With searches ranging from ’The Archaeology of Islam in Sub Saharan Africa’ to ‘Volunteering and Society: Principles and Practice’ no aspect of the Arts and Humanities was left unturned, or at least it felt that way. We tried to find students with diverse interests within Arts and Humanities to test the recommendations from as many angles as possible. Using the same format as the previous groups (documented in our earlier blog post ‘What do users think of the SALT recommender?’), the library users were asked to complete an evaluation of the recommendations they were given. Previously the users tested SALT when the threshold was set at 3(that is 3 people borrowed the book which therefore made it eligible to be thrown back as a recommendation), however we felt that the results could be improved. Previously, although 77.5% found at least one recommendation useful, too many recommendations were rated as ’not that useful’,(see the charts in ‘What do users think of the SALT recommender?’).
This time, we set the threshold at 15 in the John Rylands library catalogue and 8 in Copac. Like the LIDP team at Huddersfield, (http://library.hud.ac.uk/blogs/projects/lidp/2011/08/30/focus-group-analysis/), we have a lot of data to work with now, and we’d like to spend some more time interrogating the results to find out whether clear patterns emerge.
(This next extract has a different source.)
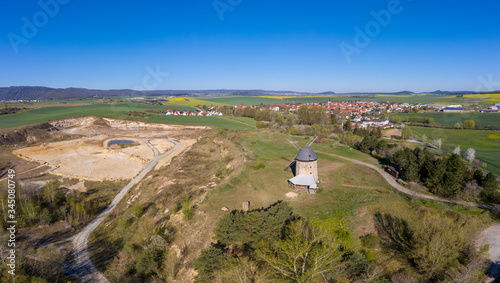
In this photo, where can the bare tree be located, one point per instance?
(305, 255)
(437, 143)
(470, 155)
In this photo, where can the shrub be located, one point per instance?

Although, our initial analysis has also raised some further questions, it’s also revealed some interesting and encouraging results. Here are the highlights of what we found out.
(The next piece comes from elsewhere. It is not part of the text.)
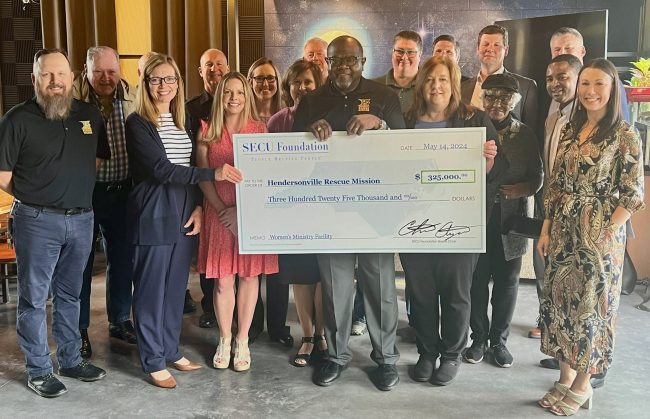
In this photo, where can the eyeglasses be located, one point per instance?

On initial inspection the JRUL with its threshold of 15 improved on previous results;
Do any of the recommendations look useful:
92.3 % of the searches returned at least one item the user thought was useful, however when the user was asked if they would borrow at least one item only 56.2% answered that they would.
When asked, a lot of the users stated that they knew the book and so wouldn’t need to borrow it again, or that although the book was useful, their area of research was so niche that it wasn’t specifically useful to them but they would deem it as ‘useful’ to others in their field.
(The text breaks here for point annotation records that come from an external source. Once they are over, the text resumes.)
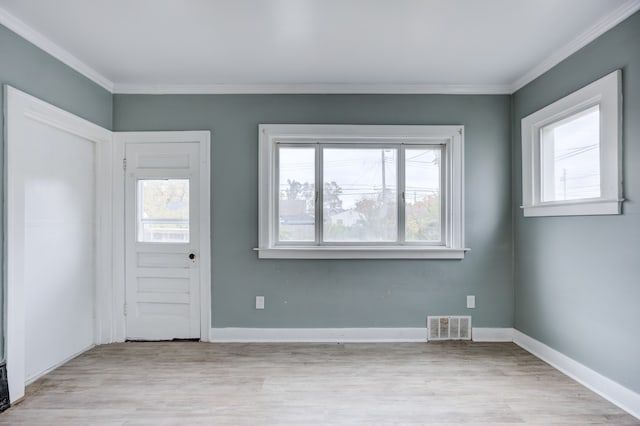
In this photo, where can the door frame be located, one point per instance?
(118, 299)
(18, 106)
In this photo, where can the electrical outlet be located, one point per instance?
(471, 302)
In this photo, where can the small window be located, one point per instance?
(163, 211)
(570, 153)
(361, 191)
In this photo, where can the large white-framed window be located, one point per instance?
(361, 191)
(571, 153)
One of the key factors which came up in the discussions with users was the year that the book had been published. The majority of researchers are in need of up to date material, many preferring the use of journals rather than monographs, and this was taken into account when deciding whether a book is worth borrowing. Many users wouldn’t borrow anything more than 10 years old;
‘Three of the recommendations are ‘out of date’ 1957, 1961, 1964 as such I would immediately discount them from my search’ 30/08/11 University of Manchester, Postgraduate, Arts and Humanities, SALT testing group.
So the book could be a key text, and ‘useful’ but it wouldn’t necessarily be borrowed. Quite often, one user explained, rather than reading a key text she would search for journal articles about the key text, to get up to date discussion and analysis about it. This has an impact on our hypothesis which is to discover the long tail. Quite often the long tail that is discovered includes older texts, which some users discount.
Copac, with a threshold of 8 was also tested. Results here were encouraging;
Do any of the recommendations look useful;
Admittedly further tests would need to be done on both thresholds as the number of searches conducted (25) do not give enough results to draw concrete conclusions from but it does seem as if the results are vastly improved on increase of the threshold.
No concerns about privacy
The issue of privacy was raised again. Many of the postgraduate students are studying niche areas and seemed to understand how this could affect them should the recommendations be attributed back to them. However, as much as they were concerned about their research being followed, they were also keen to use the tool themselves and so their concerns were outweighed by the perceived benefits. As a group they agreed that a borrowing rate of 5 would offer them enough protection whilst still returning interesting results. The group had no concerns about the way in which the data was being used and indeed trusted the libraries to collect this data and use it in such a productive way.
‘It’s not as if it is being used for commercial gain, then what is the issue?’ 30/08/11 University of Manchester, Postgraduate, Arts and Humanities, SALT testing group.
Unanimous support for the recommender
The most encouraging outcome from the group was the uniform support for the book recommender. Every person in the group agreed that the principle of the book recommender was a good one, and they gave their resolute approval that their data was collected and used in a positive way.
All of them would use the book recommender if it was available. Indeed one researcher asked, ‘can we have it now?’